Monday, July 6, 2020

Two Levels of Consciousness

     "Everyone is normal until you get to know them." Dave Sim

     "Bow to your own weakness, your own craziness, your own resistance. Congratulate yourself for them. Truly it is a marvel, the extent to which we are selfish, confused, lazy, resentful, and so on. We come by these things honestly. We have been well trained to manifest them at every turn. This is the prodigy of human life bursting forth at its seams, it is the effect of our upbringing, our society, which we appreciate even as we are trying to tame it and bring it gently round to the good. So we make offerings to the demons inside us and we develop a sense of humorous appreciation for our own stupidity. We are in good company! We can laugh at ourselves and everyone else.”
       Norman Fischer, Shambhala Sun, March 2013

     ALL of us have (at least) two levels of consciousness or 'kinds of psychological history':
     "One is the history of pain, discouragement, missed opportunities, unfulfilled hopes, and unrealized possibilities in relationships. Such a history of neurosis has a compelling quality that can freeze the therapeutic relationship into an endless dissection, searching for the origin of inhibited development. The implicit question becomes, ‘Where did things go wrong?’ Such a story is frequently filled with fear, guilt, blame, and aggression; it resembles the history of nations at war, where one war inexorably triggers another in the ageless recycling of insult and territorial revenge. The story line threads together a variety of memories with an explanation of why one event follows another and how one got to be the way one is.
     On the other hand, embedded within the history of neurosis is another kind of history – the history of SANITY. The history of sanity is episodic and often appears fleeting and subtle. This history of wakefulness, dignity, and patience is often lost by people in despair. To perceive the history of sanity, we need the curiosity and effort to look beyond immediate appearances
     When the psychotherapist relates directly to wakefulness and becomes curious about the history of sanity, a different kind of relationship can develop: one of mutual appreciation and trust, not based on dependency, hope, or even memory." 
       Edward Podvoll MD in John Welwood ed. “Awakening the Heart. East / West Approaches to Psychotherapy and the Healing Relationship.” Shambhala, 1983.

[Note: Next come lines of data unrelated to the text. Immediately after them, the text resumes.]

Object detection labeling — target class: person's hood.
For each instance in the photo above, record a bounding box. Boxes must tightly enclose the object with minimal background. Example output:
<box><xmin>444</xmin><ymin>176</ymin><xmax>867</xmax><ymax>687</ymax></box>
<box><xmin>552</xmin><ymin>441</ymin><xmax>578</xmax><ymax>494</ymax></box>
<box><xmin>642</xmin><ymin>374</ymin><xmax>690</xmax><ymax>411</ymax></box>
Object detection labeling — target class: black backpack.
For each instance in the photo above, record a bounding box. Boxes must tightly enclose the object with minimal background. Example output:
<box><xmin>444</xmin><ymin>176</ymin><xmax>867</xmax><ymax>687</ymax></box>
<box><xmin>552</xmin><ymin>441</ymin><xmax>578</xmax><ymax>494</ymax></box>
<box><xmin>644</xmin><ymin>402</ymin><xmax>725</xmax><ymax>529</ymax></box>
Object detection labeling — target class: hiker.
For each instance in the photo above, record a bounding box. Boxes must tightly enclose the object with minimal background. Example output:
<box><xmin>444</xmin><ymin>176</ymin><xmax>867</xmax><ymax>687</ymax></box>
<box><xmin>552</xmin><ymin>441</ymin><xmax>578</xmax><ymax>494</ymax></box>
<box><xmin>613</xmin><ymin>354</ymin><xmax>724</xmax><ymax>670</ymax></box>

     In Zen meditation - zazen - we 'just sit.' We sit still, letting go of all the baggage - all our habitual physical / mental / emotional gymnastics. What remains is our original nature - 'our original face, before our mother & father were born.'
     These gymnastics can have a lot of momentum & can keep arising, but instead of habitually entertaining / maintaining / reinforcing these, in this form of meditation we only observe their arising, abiding & natural passing away (which all phenomena do) and we keep embodying our original nature
     With patient skillful practice, the intrusiveness of the gymnastics progressively, strikingly diminishes, and gradually & progressively we embody our original nature with growing consistency, regardless of internal / external conditions.

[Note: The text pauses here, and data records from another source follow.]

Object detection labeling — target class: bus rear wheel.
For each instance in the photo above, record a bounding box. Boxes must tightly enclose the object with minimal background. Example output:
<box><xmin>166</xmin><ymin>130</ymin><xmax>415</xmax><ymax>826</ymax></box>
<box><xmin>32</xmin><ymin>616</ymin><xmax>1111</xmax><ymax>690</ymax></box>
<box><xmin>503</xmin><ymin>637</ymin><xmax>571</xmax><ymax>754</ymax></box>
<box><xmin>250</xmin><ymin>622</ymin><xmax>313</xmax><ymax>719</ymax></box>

     "The term 'perennial philosophy' was coined by Agostino Steuco (1497-1548) and refers to a fourfold realization: 
          (1) there is only one Reality (call it, among other names, God, Mother, Tao, Allah, Dharmakaya, Brahman, or Great Spirit) that is the source and substance of all creation; 
          (2) that while each of us is a manifestation of this Reality, most of us identify with something much smaller, that is, our culturally conditioned individual ego; 
          (3) that this identification with the smaller self gives rise to needless anxiety, unnecessary suffering, and cross-cultural competition and violence; and 
          (4) that peace, compassion, and justice naturally replace anxiety, needless suffering, competition, and violence when we realize our true nature as a manifestation of this singular Reality. 
     The great sages and mystics of every civilization throughout human history have taught these truths in the language of their time and culture. It is the universality and timelessness of this wisdom that makes it the perfect focus for the spiritually independent seeker."
       Rami Shapiro. “Perennial Wisdom for the Spiritually Independent.” SkyLight Paths, 2013.